Саше было тогда пятнадцать лет. Через два года он поступил на правах вольноопределяющегося в военную службу, а к двадцати годам был уже самостоятельным человеком, прапорщиком пехотного полка…
«Хорошо, — думается ему под одеялом. — Сегодня вечером в клуб… танцы…»
И представляется Александру Михайловичу зала офицерского клуба, полная света, жары, музыки и барышень, которые сидят целыми клумбами вдоль стен и только ждут, чтобы ловкий молодой офицер пригласил на несколько туров вальса. И Стебельков, щёлкнув каблуками («жаль, чёрт возьми, шпор нет!»), ловко изгибается пред хорошенькою майорскою дочерью, грациозно развесив руки, говорит: «Permettez» [позвольте] и майорская дочь кладёт ему ручку около эполета, и они несутся, несутся… «Да, это не то, что — селёдка. И как глупо, ну почему я селёдка? Вот те-то, не селёдки, там где-нибудь на первом курсе в университете сидят, голодают, а я… И чего это они непременно в университет? Положим, что жалованья судебный следователь или доктор получает побольше моего, но ведь сколько времени нужно добиваться… и все на свой счёт живи. То ли дело у нас: только поступи в училище, а там уж сам поедешь; если будешь хорошо служить, то можно и до генерала… Ух, тогда задал бы я!..» Александр Михайлович и сам не высказал себе, кому бы именно он задал, но воспоминание о «не селёдках» в это мгновение мелькнуло у него в душе.
— Никита! — кричит он. — Чай у нас есть?!
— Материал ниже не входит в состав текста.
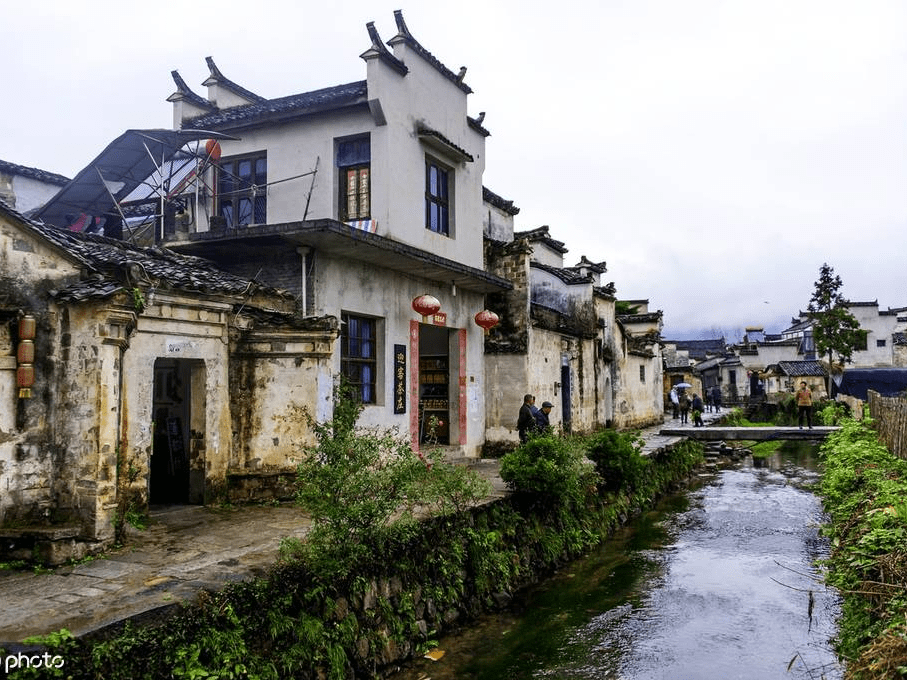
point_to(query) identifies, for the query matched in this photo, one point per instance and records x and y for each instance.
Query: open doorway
(177, 459)
(434, 385)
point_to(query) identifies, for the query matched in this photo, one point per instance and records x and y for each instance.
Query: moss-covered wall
(429, 581)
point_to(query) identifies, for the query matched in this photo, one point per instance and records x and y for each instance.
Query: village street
(185, 549)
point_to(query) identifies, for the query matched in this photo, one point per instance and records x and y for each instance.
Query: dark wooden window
(354, 164)
(242, 190)
(437, 192)
(358, 355)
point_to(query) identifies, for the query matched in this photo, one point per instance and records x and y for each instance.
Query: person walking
(542, 423)
(804, 405)
(525, 423)
(684, 404)
(716, 398)
(674, 401)
(696, 406)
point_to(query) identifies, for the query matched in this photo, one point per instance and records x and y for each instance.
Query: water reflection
(712, 584)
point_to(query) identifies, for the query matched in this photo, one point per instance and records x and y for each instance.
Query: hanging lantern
(487, 319)
(25, 378)
(25, 353)
(27, 327)
(426, 305)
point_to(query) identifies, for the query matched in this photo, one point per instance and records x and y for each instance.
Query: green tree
(835, 330)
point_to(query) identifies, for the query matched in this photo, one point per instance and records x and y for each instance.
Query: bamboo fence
(890, 416)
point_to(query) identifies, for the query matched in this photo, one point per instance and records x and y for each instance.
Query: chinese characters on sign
(399, 378)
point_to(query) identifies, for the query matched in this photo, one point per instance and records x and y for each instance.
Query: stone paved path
(184, 550)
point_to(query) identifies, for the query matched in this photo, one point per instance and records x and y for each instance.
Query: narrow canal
(716, 583)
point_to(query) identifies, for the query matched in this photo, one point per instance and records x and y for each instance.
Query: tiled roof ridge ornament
(183, 90)
(378, 49)
(403, 34)
(221, 79)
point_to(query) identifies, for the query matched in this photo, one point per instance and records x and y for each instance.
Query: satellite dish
(212, 148)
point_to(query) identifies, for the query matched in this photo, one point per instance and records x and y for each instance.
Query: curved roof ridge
(183, 91)
(378, 49)
(403, 35)
(219, 78)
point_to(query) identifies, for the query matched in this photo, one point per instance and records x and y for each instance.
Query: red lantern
(27, 327)
(426, 305)
(487, 319)
(212, 148)
(25, 378)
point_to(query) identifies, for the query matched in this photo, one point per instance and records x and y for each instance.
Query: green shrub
(547, 469)
(617, 460)
(363, 487)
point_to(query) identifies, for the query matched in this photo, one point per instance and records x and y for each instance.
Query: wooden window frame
(233, 191)
(359, 355)
(354, 180)
(438, 206)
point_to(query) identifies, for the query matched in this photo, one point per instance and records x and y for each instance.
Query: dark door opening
(566, 404)
(434, 385)
(169, 473)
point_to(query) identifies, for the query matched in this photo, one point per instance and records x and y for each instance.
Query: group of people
(532, 419)
(684, 404)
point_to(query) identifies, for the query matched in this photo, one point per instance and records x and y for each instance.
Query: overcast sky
(713, 152)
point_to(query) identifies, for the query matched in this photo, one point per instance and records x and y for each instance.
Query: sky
(714, 153)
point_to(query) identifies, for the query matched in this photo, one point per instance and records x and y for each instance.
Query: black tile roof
(507, 206)
(293, 106)
(33, 173)
(541, 234)
(404, 35)
(223, 81)
(567, 275)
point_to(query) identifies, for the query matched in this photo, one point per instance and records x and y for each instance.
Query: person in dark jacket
(526, 423)
(696, 407)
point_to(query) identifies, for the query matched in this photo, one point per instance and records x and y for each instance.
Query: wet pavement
(184, 550)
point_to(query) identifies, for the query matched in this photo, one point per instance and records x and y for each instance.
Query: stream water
(716, 583)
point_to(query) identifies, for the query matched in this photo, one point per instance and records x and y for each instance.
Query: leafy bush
(546, 468)
(364, 487)
(617, 460)
(832, 412)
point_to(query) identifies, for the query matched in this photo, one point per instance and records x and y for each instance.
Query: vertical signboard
(399, 378)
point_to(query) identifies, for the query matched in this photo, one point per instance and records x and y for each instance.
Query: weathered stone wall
(275, 378)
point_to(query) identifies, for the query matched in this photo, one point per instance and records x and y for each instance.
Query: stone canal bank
(184, 551)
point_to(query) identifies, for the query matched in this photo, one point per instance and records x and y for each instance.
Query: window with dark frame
(242, 190)
(437, 192)
(358, 355)
(354, 163)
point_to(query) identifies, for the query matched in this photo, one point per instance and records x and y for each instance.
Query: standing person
(696, 405)
(541, 417)
(684, 403)
(804, 405)
(526, 420)
(674, 401)
(716, 398)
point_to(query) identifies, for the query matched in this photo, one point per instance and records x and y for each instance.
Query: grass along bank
(864, 489)
(373, 586)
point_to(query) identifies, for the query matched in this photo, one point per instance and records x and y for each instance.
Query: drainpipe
(304, 252)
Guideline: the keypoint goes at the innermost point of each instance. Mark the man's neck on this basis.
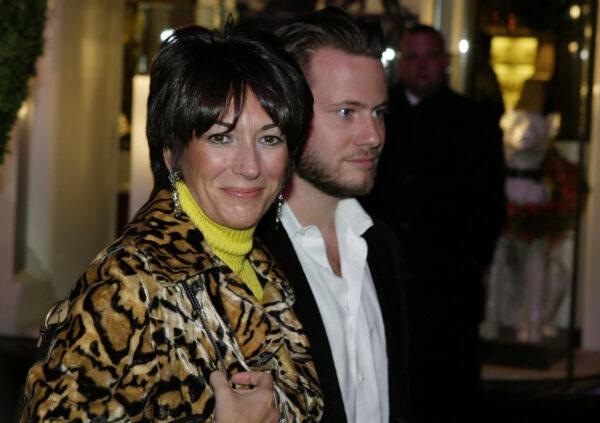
(312, 206)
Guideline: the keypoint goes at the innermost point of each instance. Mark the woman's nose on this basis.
(247, 161)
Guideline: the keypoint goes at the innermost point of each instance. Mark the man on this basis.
(441, 187)
(342, 263)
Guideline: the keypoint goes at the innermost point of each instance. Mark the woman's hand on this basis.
(252, 405)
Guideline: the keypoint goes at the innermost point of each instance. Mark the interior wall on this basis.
(71, 165)
(590, 274)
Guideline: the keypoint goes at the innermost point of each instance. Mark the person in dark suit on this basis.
(441, 187)
(343, 263)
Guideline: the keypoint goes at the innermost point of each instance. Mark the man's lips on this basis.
(243, 193)
(363, 162)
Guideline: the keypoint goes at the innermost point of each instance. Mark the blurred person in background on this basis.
(441, 187)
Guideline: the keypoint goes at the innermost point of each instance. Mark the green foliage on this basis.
(21, 29)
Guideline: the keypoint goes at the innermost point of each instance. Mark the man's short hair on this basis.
(331, 28)
(419, 28)
(198, 73)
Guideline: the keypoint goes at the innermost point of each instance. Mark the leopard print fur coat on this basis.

— Никак нет, ваше благородие, весь вышел.
— Сходи, возьми осьмушку. — Он достаёт из-под подушки новенький кошелёк и даёт Никите деньги.
Никита идёт за чаем. Александр Михайлович продолжает свои размышления, и пока Никита вернулся с чаем, барин уже успел снова уснуть.
— Ваше благородие, ваше благородие! — шепчет Никита.